US-Präsident Biden sagt, er sei “erleichtert” über das Schuldspruch im Floyd-Prozess ⋆ Nürnberger Blatt

Joe Biden – Bild: Lawrence Jackson / Weißes Haus

US-Präsident Joe Biden sagte, er sei “erleichtert” über das Schuldspruch im Prozess gegen den gewaltsamen Tod des Afroamerikaners George Floyd. Biden rief Floyds Familie am Dienstag an, nachdem eine Jury aus Minneapolis den beschuldigten Ex-Cop Derek Chauvin in jeder Hinsicht für schuldig befunden hatte.

“Wir sind alle so erleichtert”, sagte der Präsident beim Telefonat, das der Anwalt der Familie Floyd öffentlich gemacht hatte. “Es ist wirklich wichtig.” Gleichzeitig versprach Biden Maßnahmen zur Bekämpfung von Polizeigewalt gegen Schwarze – und bot der Familie scherzhaft die Aussicht, sie an Bord des Präsidentenflugzeugs Air Force One nach Washington einzuladen.

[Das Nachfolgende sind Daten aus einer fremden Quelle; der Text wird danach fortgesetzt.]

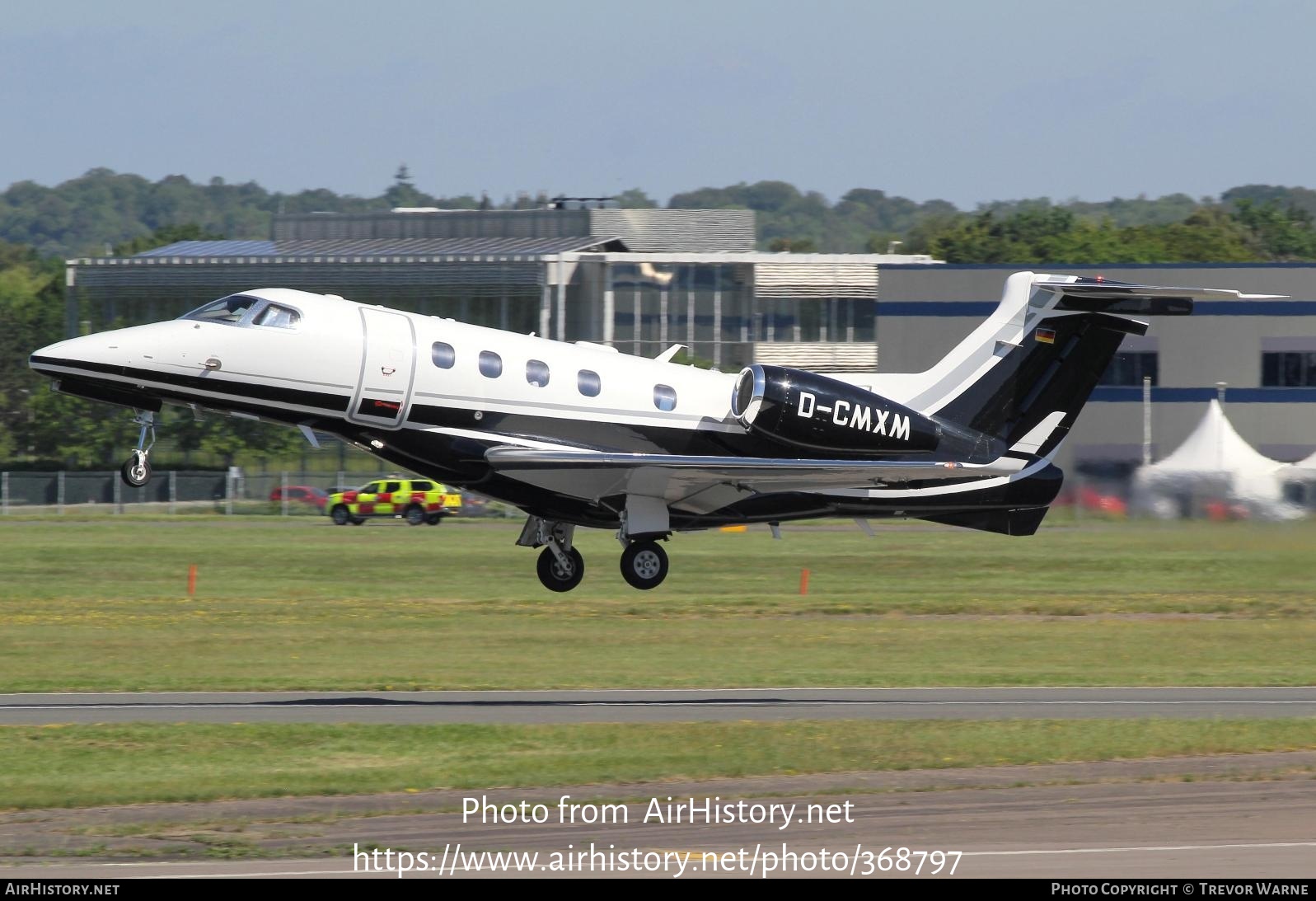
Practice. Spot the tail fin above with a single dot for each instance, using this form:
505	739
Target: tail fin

Vizepräsidentin Kamala Harris nahm ebenfalls an der Aufforderung teil. “Dies ist ein Tag der Gerechtigkeit in Amerika”, sagte der erste schwarze Vizepräsident des Landes. Die Geschichte wird “auf diesen Moment zurückblicken”.

Ex-Präsident Barack Obama begrüßte auch das Schuldspruch gegen Chauvin. “Heute hat eine Jury das Richtige getan”, schrieb der erste schwarze Präsident in der Geschichte der USA im Kurznachrichtendienst Twitter. “Aber wahre Gerechtigkeit verlangt viel mehr.” Obama spielte wahrscheinlich auf die Debatte über Reformen in der Polizei an, die wiederholt wegen gewaltsamer Angriffe gegen Minderheiten angeklagt wird, aber auch auf die Diskriminierung von Afroamerikanern in anderen Bereichen.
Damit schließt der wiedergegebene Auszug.